Dr Streker says effective treatment requires looking at the underpinning causes and addressing those. For some people who use violence, that could involve a powerful shift in identity. 

Streker says many perpetrators of DFV have learned that violence allows them to influence their world. They have found, over time, that if they intimidate others, people will be cautious about how they talk to them or how they behave around them. They discover that they can use threats to control people's behaviour. 

“Many people are violent and abusive without losing their temper at all. They can be cold and calculated about what they do. 

“The big thing that has come across this field in the past 15 years or so is coercive control, where people are controlling others’ behaviours through a range of different strategies, which won’t necessarily involve physical violence or anger at all.” 

Self-regulation and accountability  

When Streker works with people who have used DFV, he tries to help change the perpetrator’s perspective on a situation and encourage them to self-regulate their behaviour. 

“Help people become aware of the early warning signs of when things are starting to escalate and become aware of their patterns of abuse,” he says. 

“Understanding the impact of their behaviours on other people is a really critical part. Many people who are violent or abusive don't think it hurts others, or they think it's a noble gesture – that they're teaching them a lesson." 

It’s also important to ensure the therapy has accountability systems built in, so the perpetrator remains responsible for their behaviour, says Dr Streker. 

“The main thing is making sure the person is genuine about it, and it’s not just another ploy to avoid responsibility or to get out of the work as quickly as possible, then go back to their old ways,” says Streker. 

“The second thing is that they learn to pick up the early warning signs, such as when they are becoming angry, so they've got more time to make a decision about what action they have to take; we've helped them become aware of body signs, for example, that lead up to the violence. 

“The third thing is that we want them to have a range of different strategies to manage difficult situations and emotions. Many people I've worked with are violent because they say they are anxious, and I say to them, ‘I can give you 100 different strategies for managing anxiety. That’s going to be much better for you and much better for everyone else.’” 

Hidden dangers 

Because DFV perpetrators are not conventional therapeutic subjects, conventional approaches might not work. Sometimes, they can even be dangerous. DFV perpetrators, for instance, often first encounter a psychologist through couples’ counselling. 

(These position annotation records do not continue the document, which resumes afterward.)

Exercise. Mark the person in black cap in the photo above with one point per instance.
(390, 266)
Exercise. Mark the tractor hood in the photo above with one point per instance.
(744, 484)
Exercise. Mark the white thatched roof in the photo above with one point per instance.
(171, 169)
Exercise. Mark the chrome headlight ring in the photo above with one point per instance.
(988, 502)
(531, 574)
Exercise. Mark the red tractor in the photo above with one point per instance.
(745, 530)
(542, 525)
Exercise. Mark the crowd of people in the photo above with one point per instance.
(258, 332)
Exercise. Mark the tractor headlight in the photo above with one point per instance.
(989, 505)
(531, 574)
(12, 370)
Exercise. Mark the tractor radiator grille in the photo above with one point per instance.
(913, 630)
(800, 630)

“A lot of couples’ counsellors are very well intended, but they can inadvertently make the situation more dangerous,” says Dr Streker. 

For example, couples counsellors often aim to be fair and give equal weight to both sides of the story, he says, but that could inadvertently validate a fictitious account that covers up the violence. 

“The other risk in couples counselling is that sometimes the person who has received the violence can disclose that in the session, and then they’re at more risk when they get home or when they get to the car park afterwards, because the [perpetrator feels humiliated]."  

Psychologists have resources at their disposal to help their practise. Dr Streker recommends the Victorian government’s Multi-Agency Risk Assessment and Management, or MARAM, Framework

“Lots of the tools in the trauma world will help people; tools like the Window of Tolerance and the Parts Approach to working with different defensive structures within people could be really useful. 

“There are a lot of tools around, and, in my [webinars], I'll be giving people some direct links to those.”